We could see that all these rows belonging to user 2 are similar because the user vector is the same for all the movies the user rated. And hence the similar rows for each user.

So, from my understanding, the rows of user_train of user 2 represent the reviews/ratings of user 2 for each movie the user 2 rated.

Let’s now consider the first few rows of item_train.

According to me, the matrix item_train contains, the respective movies which were rated by user 2, where each row contains one hot encoding for each genre(duplicated rows for each of the movies rated by user 2 with different encodings for the genre)

If my understanding is correct, So now comes to the actual question.

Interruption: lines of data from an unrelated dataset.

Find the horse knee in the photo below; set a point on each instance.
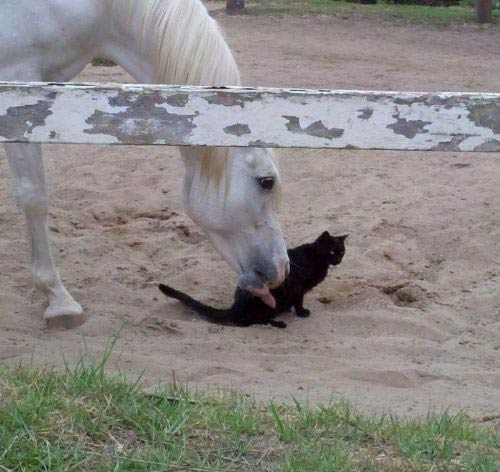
(32, 199)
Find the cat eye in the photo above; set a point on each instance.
(267, 183)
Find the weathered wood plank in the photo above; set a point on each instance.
(204, 116)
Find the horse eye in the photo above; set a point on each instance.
(267, 183)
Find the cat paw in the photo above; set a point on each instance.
(278, 324)
(303, 312)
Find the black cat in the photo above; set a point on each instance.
(309, 265)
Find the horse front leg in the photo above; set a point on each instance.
(26, 164)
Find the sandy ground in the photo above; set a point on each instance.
(409, 320)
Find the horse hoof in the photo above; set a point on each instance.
(63, 319)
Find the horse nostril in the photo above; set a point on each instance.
(259, 274)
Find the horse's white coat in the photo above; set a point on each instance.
(169, 41)
(147, 114)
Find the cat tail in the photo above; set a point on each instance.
(200, 308)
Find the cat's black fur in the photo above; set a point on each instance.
(309, 264)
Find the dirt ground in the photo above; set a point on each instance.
(409, 320)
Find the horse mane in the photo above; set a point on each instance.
(188, 48)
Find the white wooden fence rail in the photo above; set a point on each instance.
(206, 116)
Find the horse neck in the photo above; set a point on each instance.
(169, 41)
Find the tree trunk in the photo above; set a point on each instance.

If the user_train contains the same rows and same feature values for user 2 for all the movies,

when we perform standard scaling of input features(which is performed column-wise), then values in each of the columns for this user 2 be the same right?

Cuz, in standard scaling, the mean and std for a column are calculated, and the same mean and std are subtracted from all the feature values in a column, right? How come they are different?

Kindly correct me if I comprehended it wrongly

Hello @bhavanamalla,

Yes!

So you are comparing between before scaling and after scaling. There are two things:

  1. We have shuffled the dataset (when doing train/test splitting), so the table is no longer ordered by user id.

  2. The user id is also scaled, and rounded off when displayed, so the two 1s in the first and the fouth rows there do not necessarily represent the same user.

Cheers,
Raymond

1 Like

Totally missed that shuffling is performed when splitting the dataset. Thank you again!